Neuroimaging markers of global cognition in early Alzheimer's disease: A magnetic resonance imaging–electroencephalography study
Author(s) -
Waser Markus,
Benke Thomas,
DalBianco Peter,
Garn Heinrich,
Mosbacher Jochen A.,
Ransmayr Gerhard,
Schmidt Reinhold,
Seiler Stephan,
Sorensen Helge B. D.,
Jennum Poul J.
Publication year - 2019
Publication title -
brain and behavior
Language(s) - English
Resource type - Journals
SCImago Journal Rank - 0.915
H-Index - 41
ISSN - 2162-3279
DOI - 10.1002/brb3.1197
Subject(s) - neuroimaging , electroencephalography , magnetic resonance imaging , neuroscience , cognition , disease , functional magnetic resonance imaging , medicine , dementia , psychology , alzheimer's disease , pathology , radiology
Magnetic resonance imaging ( MRI ) and electroencephalography ( EEG ) are a promising means to an objectified assessment of cognitive impairment in Alzheimer's disease ( AD ).

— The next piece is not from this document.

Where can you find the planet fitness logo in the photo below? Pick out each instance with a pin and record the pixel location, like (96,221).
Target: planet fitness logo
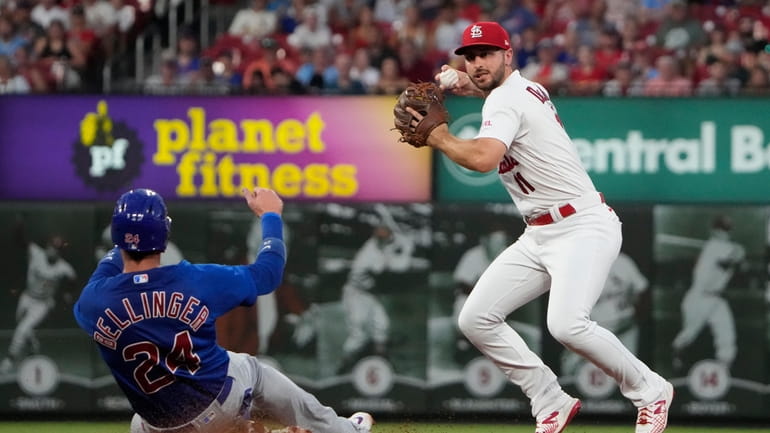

Individually, however, these modalities tend to lack precision in both AD diagnosis and AD staging. A joint MRI – EEG approach that combines structural with functional information has the potential to overcome these limitations. Materials and Methods This cross‐sectional study systematically investigated the link between MRI and EEG markers and the global cognitive status in early AD . We hypothesized that the joint modalities would identify cognitive deficits with higher accuracy than the individual modalities. In a cohort of 111 AD patients, we combined MRI measures of cortical thickness and regional brain volume with EEG measures of rhythmic activity, information processing and functional coupling in a generalized multiple regression model. Machine learning classification was used to evaluate the markers’ utility in accurately separating the subjects according to their cognitive score. Results We found that joint measures of temporal volume, cortical thickness, and EEG slowing were well associated with the cognitive status and explained 38.2% of ifs variation. The inclusion of the covariates age, sex, and education considerably improved the model. The joint markers separated the subjects with an accuracy of 84.7%, which was considerably higher than by using individual modalities. Conclusions These results suggest that including joint MRI – EEG markers may be beneficial in the diagnostic workup, thus allowing for adequate treatment. Further studies in larger populations, with a longitudinal design and validated against functional‐metabolic imaging are warranted to confirm the results.